Need help figuring out how to do a cross-tabulated report within one query. There are 3-4 tables involved but the users table may not need to be included in the query since we just need a count.
I have put together a screenshot of the table schema and data as an example which can be seen below:
What I need it to return is a query result that looks like:
So I can make a report that looks like:
I've tried to do cursor loops as it's the only way I can do it with my basic knowledge, but it's way too slow.
One particular report I'm trying to generate contains 32 rows and 64 columns with about 70,000 answers, so it's all about the performance of getting it down to one query and fast as possible.
I understand this may depend on indexes and so on but if someone could help me figure out how I could get this done in 1 query (with multiple joins?), that would be awesome!
Thanks!
SELECT MIN(ro.OptionText) RowOptionText, MIN(co.OptionText) RowOptionText, COUNT(ca.AnswerID) AnswerCount
FROM tblQuestions rq
CROSS JOIN tblQuestions cq
JOIN tblOptions ro ON rq.QuestionID = ro.QuestionID
JOIN tblOptions co ON cq.QuestionID = co.QuestionID
LEFT JOIN tblAnswers ra ON ra.OptionID = ro.OptionID
LEFT JOIN tblAnswers ca ON ca.OptionID = co.OptionID AND ca.UserID = ra.UserID
WHERE rq.questionText = 'Gender'
AND cq.questionText = 'How happy are you?'
GROUP BY ro.OptionID, co.OptionID
ORDER BY ro.OptionID, co.OptionID
This should be at least close to what you asked for. Turning this into a pivot will require dynamic SQL as SQL Server requires you to specify the actual value that will be pivoted into a column.

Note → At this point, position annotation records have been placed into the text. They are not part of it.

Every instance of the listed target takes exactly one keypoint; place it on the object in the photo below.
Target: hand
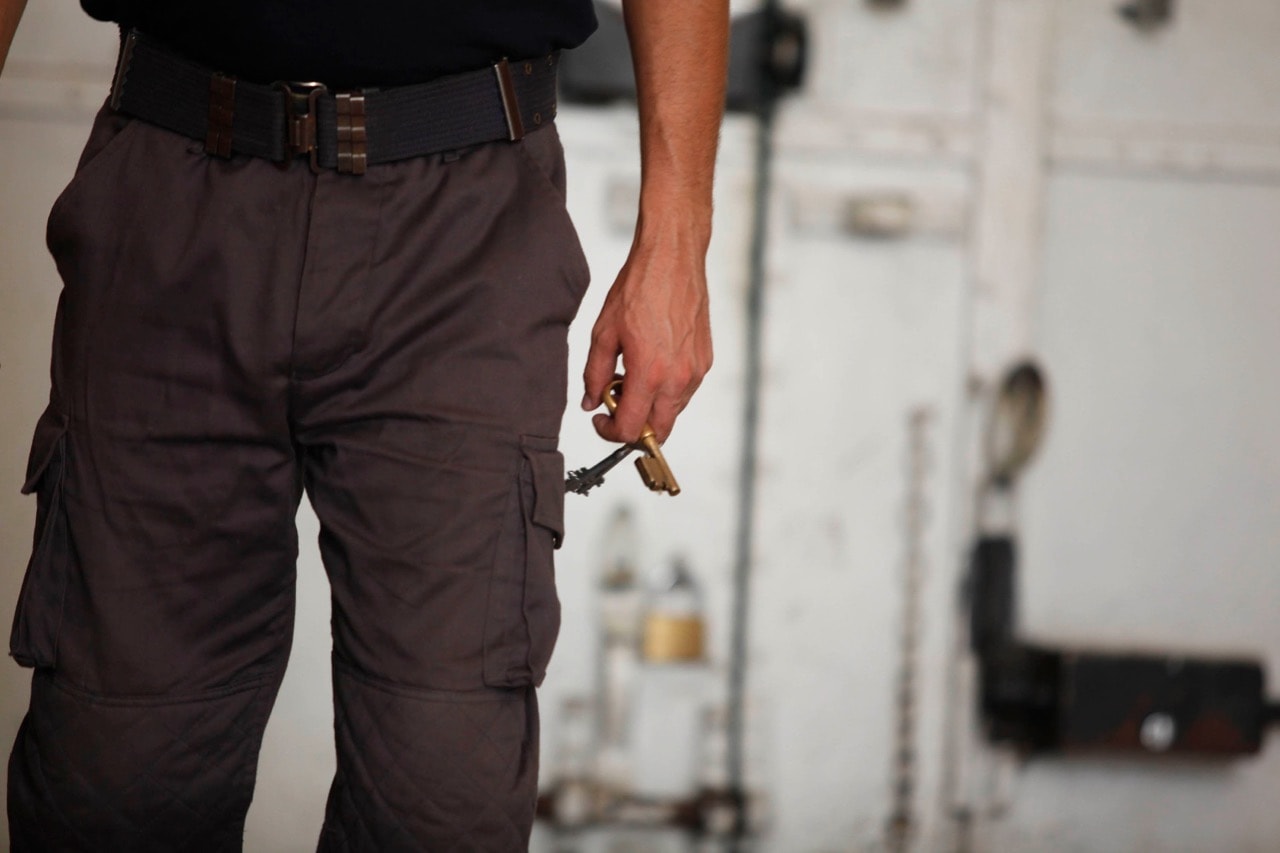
(657, 318)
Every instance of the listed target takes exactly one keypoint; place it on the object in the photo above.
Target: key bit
(653, 466)
(585, 479)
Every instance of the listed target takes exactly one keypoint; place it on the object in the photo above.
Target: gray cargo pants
(229, 334)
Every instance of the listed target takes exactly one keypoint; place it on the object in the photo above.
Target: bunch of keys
(653, 465)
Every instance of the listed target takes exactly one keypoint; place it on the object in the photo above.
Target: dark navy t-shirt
(353, 42)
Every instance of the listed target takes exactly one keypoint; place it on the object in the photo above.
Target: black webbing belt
(337, 129)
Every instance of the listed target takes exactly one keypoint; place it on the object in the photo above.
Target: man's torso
(348, 42)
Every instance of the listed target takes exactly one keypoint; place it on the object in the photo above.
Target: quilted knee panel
(430, 770)
(91, 774)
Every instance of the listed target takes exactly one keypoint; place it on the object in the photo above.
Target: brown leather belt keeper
(343, 129)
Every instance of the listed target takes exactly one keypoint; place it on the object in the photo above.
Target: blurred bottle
(571, 801)
(673, 623)
(621, 607)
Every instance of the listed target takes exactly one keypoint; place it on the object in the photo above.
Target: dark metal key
(585, 479)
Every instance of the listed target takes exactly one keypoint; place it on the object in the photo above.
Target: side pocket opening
(33, 639)
(524, 614)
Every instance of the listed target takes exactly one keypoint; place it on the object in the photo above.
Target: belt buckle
(301, 115)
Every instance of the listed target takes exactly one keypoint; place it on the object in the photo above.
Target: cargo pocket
(33, 641)
(522, 615)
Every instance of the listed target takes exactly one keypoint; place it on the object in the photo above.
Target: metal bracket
(1147, 14)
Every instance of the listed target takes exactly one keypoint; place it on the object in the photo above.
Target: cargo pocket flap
(548, 468)
(37, 619)
(45, 447)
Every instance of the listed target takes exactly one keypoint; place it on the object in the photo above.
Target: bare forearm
(656, 316)
(680, 49)
(10, 12)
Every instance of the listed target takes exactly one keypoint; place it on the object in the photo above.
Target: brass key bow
(653, 465)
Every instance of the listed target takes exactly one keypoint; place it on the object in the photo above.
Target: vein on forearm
(680, 49)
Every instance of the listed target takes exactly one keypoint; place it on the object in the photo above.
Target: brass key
(653, 465)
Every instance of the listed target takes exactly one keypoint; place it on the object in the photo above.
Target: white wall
(1105, 199)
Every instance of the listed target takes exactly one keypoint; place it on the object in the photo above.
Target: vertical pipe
(748, 474)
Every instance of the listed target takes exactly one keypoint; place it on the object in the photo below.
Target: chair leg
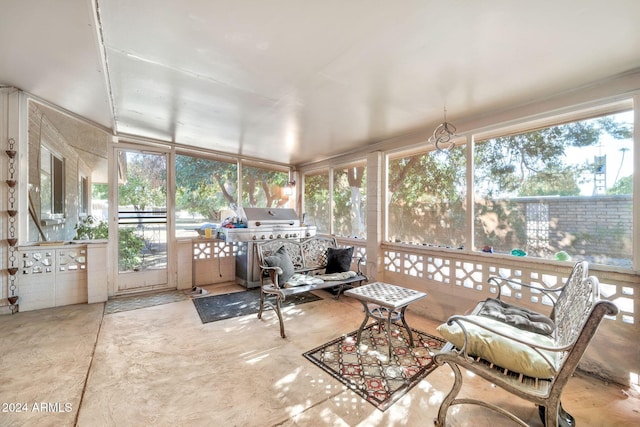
(441, 421)
(279, 313)
(562, 419)
(261, 304)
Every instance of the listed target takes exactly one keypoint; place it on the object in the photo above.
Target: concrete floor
(161, 366)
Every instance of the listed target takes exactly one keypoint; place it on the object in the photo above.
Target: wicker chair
(577, 313)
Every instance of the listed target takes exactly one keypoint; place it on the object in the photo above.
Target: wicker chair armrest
(552, 293)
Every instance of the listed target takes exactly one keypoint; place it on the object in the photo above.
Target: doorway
(142, 220)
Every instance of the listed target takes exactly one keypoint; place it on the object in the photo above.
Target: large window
(426, 198)
(265, 188)
(52, 184)
(349, 200)
(317, 203)
(561, 192)
(206, 192)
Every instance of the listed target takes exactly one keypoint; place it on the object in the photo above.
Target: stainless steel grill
(268, 224)
(262, 224)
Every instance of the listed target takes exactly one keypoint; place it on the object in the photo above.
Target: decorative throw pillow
(281, 259)
(339, 260)
(519, 317)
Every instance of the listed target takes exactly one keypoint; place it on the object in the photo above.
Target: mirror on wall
(67, 177)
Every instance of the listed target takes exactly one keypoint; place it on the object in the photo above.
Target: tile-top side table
(385, 302)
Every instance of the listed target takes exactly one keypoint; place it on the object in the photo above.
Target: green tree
(145, 181)
(534, 163)
(622, 186)
(205, 187)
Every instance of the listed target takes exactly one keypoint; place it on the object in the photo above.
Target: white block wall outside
(52, 276)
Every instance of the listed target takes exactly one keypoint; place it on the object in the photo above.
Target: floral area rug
(368, 371)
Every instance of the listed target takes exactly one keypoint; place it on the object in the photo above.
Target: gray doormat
(226, 306)
(120, 304)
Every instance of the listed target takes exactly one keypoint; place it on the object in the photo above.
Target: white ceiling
(295, 81)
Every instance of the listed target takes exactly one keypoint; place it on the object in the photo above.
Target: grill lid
(257, 217)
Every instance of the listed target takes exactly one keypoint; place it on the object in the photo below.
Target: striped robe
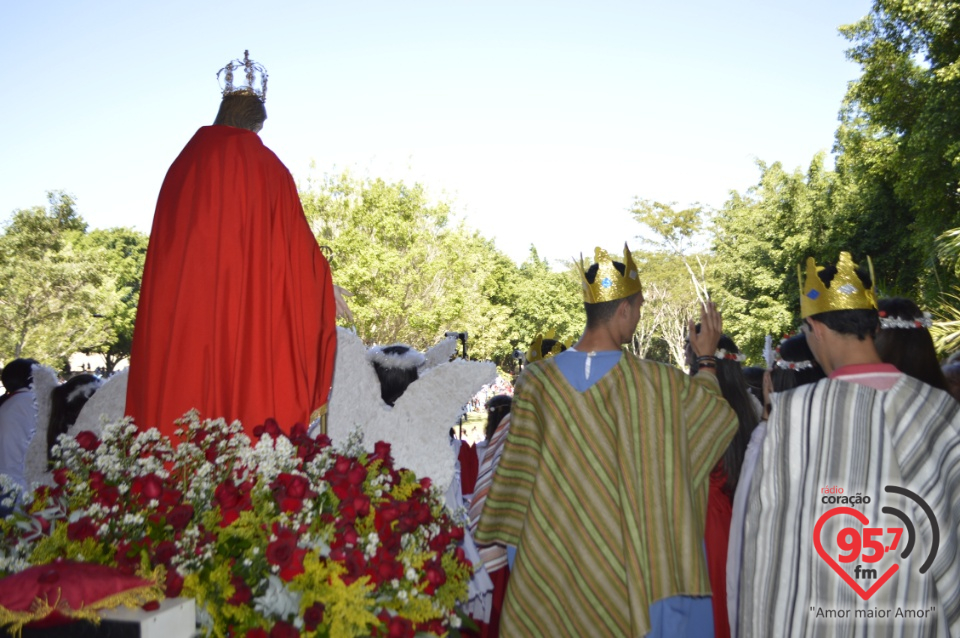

We cross join the questions and limit the results from each of those question references to the single question for the row values and column values respectively. Then we join the option values to the respective question reference. We use LEFT JOIN for the answers in case the user didn't respond to all of the questions. And we join the answers by UserID so that we match the row question and column question for each user. The MIN on the option text is because we grouped and ordered by OptionID to match your sequencing shown.
EDIT: Here's a SQLFiddle
For what it's worth, your query is complicated because you are using the Entity-Attribute-Value design pattern. Quite a few SQL Server experts consider that pattern to be problematic and to be avoided if possible. For instance see https://www.simple-talk.com/sql/t-sql-programming/avoiding-the-eav-of-destruction/.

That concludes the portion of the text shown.